After three years on the waiting list, he finally moves into his new home on Wednesday and Nebil says it will be life changing for his growing family.
"I have been living with my wife and three children in a three-floor one-bedroom apartment in Canton [Cardiff]," he said.
"We are now on such a high because it's been very frustrating and we have had to be patient."
The Hassans have benefited from one of the 6,700 affordable homes delivered by the Welsh Assembly Government.
That target had been hit four months early but, with a 23% cut to the housing capital budget over the next three years, the Deputy Minister for Housing Jocelyn Davies says that tough times are ahead.
"We have actually managed to exceed our target for the four years and have got, to date, 6,707 additional affordable homes," she said.
"With such a cut to the housing capital budget, I think it will be impossible for us to set such an ambitious target [in future]."
Welsh Liberal Democrat housing spokesman Peter Black has accused the Welsh Assembly Government of massaging the figures.
"Once again the Labour-Plaid government is misleading people as to their targets," he said.
"The deputy minister is seeking to hide the real figures from the Welsh public.
"The fact that 2,188 homes have been removed from the supply of affordable housing means that the increase is much less than is claimed.
"With the One Wales deadline only five months away, the Welsh Assembly Government would need a miracle to reach their target."
Nebil Hassan will live in one of 17 newly built affordable units which are owned by Taff Housing on the site of the old Ninian Park football stadium.

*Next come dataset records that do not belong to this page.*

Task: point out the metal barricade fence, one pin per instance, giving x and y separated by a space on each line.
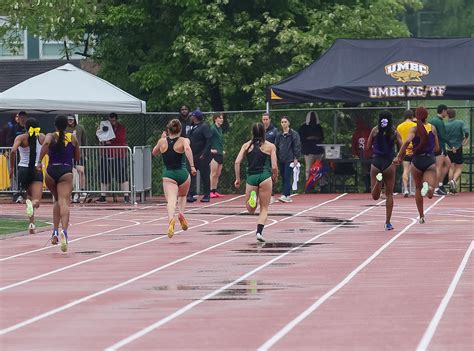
108 170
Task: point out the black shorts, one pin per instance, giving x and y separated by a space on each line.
408 158
81 162
113 168
456 157
24 177
382 162
219 158
423 162
57 171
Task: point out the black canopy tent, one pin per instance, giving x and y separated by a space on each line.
361 70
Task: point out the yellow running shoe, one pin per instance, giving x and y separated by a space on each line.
63 240
171 228
183 222
29 208
253 199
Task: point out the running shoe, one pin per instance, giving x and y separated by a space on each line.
171 228
452 186
425 188
63 240
29 208
253 199
54 238
183 222
439 192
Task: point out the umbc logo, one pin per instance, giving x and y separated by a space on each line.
407 71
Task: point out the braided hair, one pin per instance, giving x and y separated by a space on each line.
386 132
61 124
421 114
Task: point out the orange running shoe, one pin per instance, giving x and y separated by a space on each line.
171 228
183 221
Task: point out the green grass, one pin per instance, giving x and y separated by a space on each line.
10 225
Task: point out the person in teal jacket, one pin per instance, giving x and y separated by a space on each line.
457 135
442 162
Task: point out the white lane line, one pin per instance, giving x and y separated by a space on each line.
287 328
111 230
426 339
43 275
114 287
195 303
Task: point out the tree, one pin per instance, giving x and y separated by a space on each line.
217 54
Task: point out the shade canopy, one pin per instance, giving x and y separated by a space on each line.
360 70
68 89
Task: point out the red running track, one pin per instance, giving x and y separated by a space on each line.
329 278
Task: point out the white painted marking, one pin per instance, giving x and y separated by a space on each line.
288 327
102 292
428 335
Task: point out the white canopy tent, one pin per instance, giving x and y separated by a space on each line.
68 89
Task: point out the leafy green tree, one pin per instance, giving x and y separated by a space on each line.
216 54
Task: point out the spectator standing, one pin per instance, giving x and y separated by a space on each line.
114 161
217 153
311 134
200 137
288 146
457 135
403 129
185 120
271 131
442 162
360 150
80 134
18 128
30 179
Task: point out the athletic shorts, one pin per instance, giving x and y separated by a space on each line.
57 171
456 157
381 162
423 162
113 168
24 178
256 179
178 175
219 158
408 158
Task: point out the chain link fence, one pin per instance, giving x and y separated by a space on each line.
338 126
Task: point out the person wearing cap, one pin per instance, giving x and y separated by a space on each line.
114 163
200 137
80 134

But housing associations do not have enough homes to meet the growing need.
In the Canton area of Cardiff alone, there are 1,200 households on the waiting list.

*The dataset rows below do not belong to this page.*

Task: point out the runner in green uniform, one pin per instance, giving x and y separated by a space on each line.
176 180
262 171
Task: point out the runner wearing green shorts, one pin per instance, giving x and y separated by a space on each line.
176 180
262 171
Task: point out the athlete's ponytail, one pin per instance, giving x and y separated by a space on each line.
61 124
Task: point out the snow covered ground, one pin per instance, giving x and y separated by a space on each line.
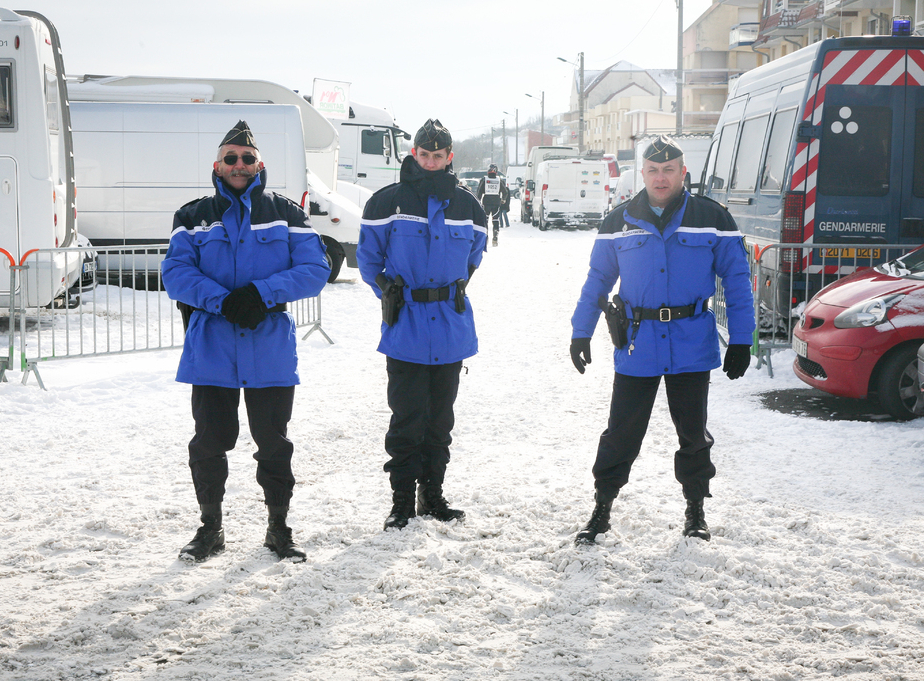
816 568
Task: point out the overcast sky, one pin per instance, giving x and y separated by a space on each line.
464 62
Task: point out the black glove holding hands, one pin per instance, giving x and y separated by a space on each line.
737 360
580 353
244 306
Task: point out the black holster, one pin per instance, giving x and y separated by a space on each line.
392 297
460 295
616 320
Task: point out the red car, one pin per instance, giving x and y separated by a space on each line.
859 337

Last year only four families found new homes.
Taff Housing Association chief executive Elaine Ballard admits that less money makes solving the problem very difficult.

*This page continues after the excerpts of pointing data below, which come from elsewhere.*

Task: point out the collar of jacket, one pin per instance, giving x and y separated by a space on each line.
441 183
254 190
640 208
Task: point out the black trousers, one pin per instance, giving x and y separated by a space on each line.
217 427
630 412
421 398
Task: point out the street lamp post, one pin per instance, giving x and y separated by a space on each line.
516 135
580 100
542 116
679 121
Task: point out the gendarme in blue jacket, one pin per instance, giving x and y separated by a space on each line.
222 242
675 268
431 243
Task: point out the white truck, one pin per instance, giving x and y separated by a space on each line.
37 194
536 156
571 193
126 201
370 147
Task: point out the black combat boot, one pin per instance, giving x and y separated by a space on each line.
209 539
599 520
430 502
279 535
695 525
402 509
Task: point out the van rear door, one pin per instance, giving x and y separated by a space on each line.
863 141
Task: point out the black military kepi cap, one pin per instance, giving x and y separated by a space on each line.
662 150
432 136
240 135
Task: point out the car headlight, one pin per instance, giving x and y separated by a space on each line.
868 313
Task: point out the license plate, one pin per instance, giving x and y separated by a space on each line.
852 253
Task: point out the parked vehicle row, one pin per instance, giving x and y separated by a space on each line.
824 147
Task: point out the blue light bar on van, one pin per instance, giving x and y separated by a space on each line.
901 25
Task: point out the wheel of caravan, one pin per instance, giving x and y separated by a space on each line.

"What we have been trying to do is develop without grant funding which is very challenging," she said.
"We have built 135 homes over the last three years with £7m in grants but that doesn't go anywhere near the cost of building the homes."
While some can only hope to get their hands on new keys, Nebil is already looking ahead to making full use of his new home.
"I can finally start cooking properly, my daughter can have her own bedroom and it will be nice to live on planet earth after three years in a third-floor apartment," he said.